Danıştay davası sanığı Osman Yıldırım'a müebbet hapis cezası veren de, sanıktan tanık yapıp hüküm geliştiren de, sonra dönüp kendisini göstermelik bir cezayla birlikte dışarı salan da bu ülkenin mahkemeleridir. İnsanlar hukukun labirentlerinde ne olup bittiğiyle ilgilenmiyor. Herkesin derin ve yetkin hukuk adamı olması gerekmiyor. Ortada net ve kesin bir sonuç var. Bir mahkeme müebbet veriyor, diğeri dışarı çıkarıyor. Şimdi bunun hangisi doğru, hangisi haklı, hangisi adaleti yansıtıyor? Bu kadar uçlarda karar verebilen bir yargı sistemi doğal olarak güveni de sağlayamıyor. Onun için insanlar Silivri yollarına dökülüyor ve mahkemelerin karşısına dikilmek istiyor. Onun için verilen kararlar kimseyi tatmin etmiyor. Onun için vicdanlar kanıyor. Onun için açıklanan kararlar yeni huzursuzlukların, yeni gerginliklerin, yeni bölünmelerin sebebi oluyor. Oysa, hukuka ve adalete güven olsa, verilen kararı herkes saygıyla karşılar ve "yapan cezasını çeker" diyerek, sonuca razı olur.

Bu nasıl bir kin?

Meseleye diğer tarafından bakınca da ortaya çıkan tablo çok vahimdir. Sebep her ne olursa olsun Türk Silahlı Kuvvetleri gibi, bu ülkenin varlığının teminatı olan bir kurumun başında bulunmuş birinin müebbet hapis cezası almasına sevindiğini yazacak kadar kendini kaybetmenin nasıl bir ruh hali olduğunu merak ediyorum. Hadi siyasi kinleri, hırsları bir kenara bıraktık. İnsanlık nerede kaldı? İman nerede kaldı? Bu komutanları atayan ve yıllarca birlikte görev yapan siyasilerin sorumlulukları nerede kaldı? Bu sevinci yaşayanların tamamının geçmişleri itibariyle bu ülkeyle, bu milletle ve bu devletle sorun yaşamış olanları niye ve neye sevindiklerini de ortaya koyuyor.

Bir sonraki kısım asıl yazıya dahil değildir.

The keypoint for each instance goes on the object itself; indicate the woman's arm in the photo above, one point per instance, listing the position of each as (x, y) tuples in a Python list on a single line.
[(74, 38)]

Malum senaryo hayata geçiyor

Daha dünkü yazımızda, bu davanın sonucunun, başta İmralı canisi olmak üzere, eli kanlı katillerin, vatan ve millet düşmanlarının önlerine yeni kapılar açılmasına ve serbest bırakılmalarına kadar gidecek bir sürece malzeme edilebileceğini yazmıştık. Aradan saatler geçmeden bunun ipuçları gelmeye başladı. Durumdan vazife çıkaran besleme ve yanaşmalar, hemen harekete geçtiler ve hazmettirme operasyonlarına hız verdiler. Önümüzdeki aylarda bu operasyonun daha da ileri götürüleceği ve bunun üzerinden hükümete yeni bir şirinleri oynama zemini oluşturulacağı anlaşılıyor. Diğer taraftan PKK ve uzantıları bebek katilinin serbest bırakılması için AKP ile yaptıkları işbirliğinde üzerlerine düşen rolü kesintisiz oynuyorlar. Dayatmasına yeni tehditler eklemişler ve bu senaryonun hayata geçebilmesi için ayrı bir yol açmışlardır. İlker Başbuğ ve Engin Alan, bu senaryoyu çok önceden tahmin etmiş ve resti çekmişlerdi.

TOMA'yla güvenlik

Türkiye, AKP ile geçen 11 yılın istisnasız her alanda ortaya çıkan ağır ve derin sancılarını çekiyor. İç politikadan ekonomiye, terörden dış politikaya kadar sorunlar yumağına dönüşmeyen, gerilmeyen, bölünmeyen hiçbir şey kalmamıştır.Şehir merkezlerinde TOMA'larla güvenlik sağlanmaya çalışılırken, sınırlarımız kevgire dönmüştür. Neredeyse savaşın eşiğine gelmediğimiz bir tek komşumuz kalmamıştır. Memnun olan, sevinen ve mesafe kat eden sadece bölücüler ve ülke-millet düşmanlarıdır. İşte böyle bir ortamda Ramazan bayramı kutluyoruz. Keşke böyle olmasaydı. Çok daha güzel şeyler yazmak, çok daha güzel şeyler paylaşmak imkanı bulsaydık. Yine de ümitsiz değiliz. Türk milletinin mutlaka bu girdaptan çıkacağını ve silkinip bu karanlık dönemi kapatacağını biliyoruz.

Türk ve Müslüman aleminin Ramazan bayramını içtenlikle kutlarken, bu toprakları bize vatan yapan bütün şehitlerimize Allah'tan rahmet diliyorum.